I’m constantly unimpressed with the indie rock selections eMusic suggests that I try, like all those bands with album covers featuring a folk-art painting of a sparrow perched on a branch. Man, that thumb-sucking, hushed-tones crap really needs to be banished to the same eternal $1 bins alongside discarded copies of Asylum Choir II.
Thanks for your suggestions. A couple of Townsmen suggested I add to my scant Sun Ra collection. Geo, I believe, recommended “Disco 3000,” a long, swirling track that he thought would satisfy my late-blooming enjoyment of Krautrock. I downloaded it, and it’s pretty good, but it started to lose me when it got into a ’60s jazz trick that really turns me off: the “A Love Supreme”-style jazz chant! Some of the more concise tracks suggested by Geo and BigSteve, however, are very cool. Here’s a cool Sun Ra track from Jazz In Silhouette. It reminds me of the fully arranged yet loose qualities I like in the music of Charles Mingus.

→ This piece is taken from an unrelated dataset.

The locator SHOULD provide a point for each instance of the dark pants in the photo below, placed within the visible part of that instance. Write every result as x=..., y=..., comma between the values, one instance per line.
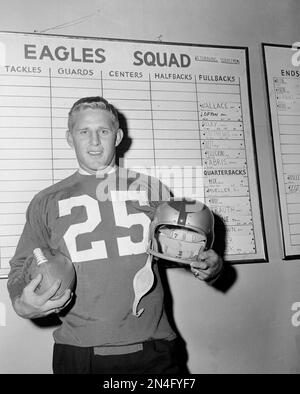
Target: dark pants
x=156, y=357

More goodies…after the jump!
Speaking of Krautrock, I didn’t think there was much more of that Cluster-related stuff for me to download, but there was! Thanks to their work with Brian Eno, Cluster is the only German band I’ve liked a lot since my college days, but I’d never heard of another album Eno did with a related supergroup called Harmonia. Rather than post this suggestion in response to the initial request for recommendations, a Townsman actually called me to testify on the album’s behalf. There’s some sketchy history to this album – it may not have been released until years after it was recorded, or something like that, but most of Tracks and Traces is in a mellow vein. As a big fan of Cluster & Eno’s “Broken Head” I naturally gravitated toward this grating number.
Harmonia & Eno, “Vamos Companeros”
It was also recommended that I download the one old Monochrome Set album available through eMusic, Eligible Bachelors. This may or may not be the album that an old friend and coworker played me during a highly memorable (and memorably high) lunch break a lifetime ago. The sensory impressions I have of that lunchtime break are much stronger than any specific memories of actual tunes. This stuff is still interesting to me, although the delivery of the singer is a little too “British,” in an early ’80s way, for me to fully embrace. The guitars are cool, though, and it gets me wondering whatever happened to the Jazz Butcher album I used to own.
The Monochrome Set, “I’ll Scry Instead”
Anyhow, that’s just a smattering of what you recommended, AND I THANK YOU. I’ve still got about a dozen bonus downloads left, if you still want to recommend anything. Meanwhile here are a couple other songs that I mentioned having downloaded and that are wearing well on my iPod.
Generationals, “Nobody Could Change Your Mind”
Seth Kauffman, “Now’s Not the Time”
Laura Nyro & LaBelle, “Jimmy Mack”
This version of “Jimmy Mack” has especially lingered with me. As much as I believe in a firm surrendering to the rhythm, the goosestepping collective rhythm of the hit Martha Reeves & the Vandellas version is too much for even this storm trooping Motown afficionado. Nyro and LaBelle let the song breathe in their arrangement, and for me the song is much sexier as a result.
One minute of Space is the Place chanting in the middle of 26 minutes of wild organ and sax explorations should not be a deal breaker!
By the way, I think you might like the actual original Space is the Place from the Blue Thumb/Impulse album of the same name in spite of the Jazz chants. It’s actually got real vocalists, including June Tyson who sang with the Arkestra for a long time. It’s got some great parts in defferent time signatures overlaid, and some neat dub effects. I think you NEEED it. Maybe I’ll put a copy up in the back office.
Slightly off topic but if you are in Center City:
A friend told me that the FYE on Broad Street (formerly Tower Records) is selling all of their single cds for $10.
I’ve not made it over there but it apparently the sale even includes things like the new Beatle remasters for $10.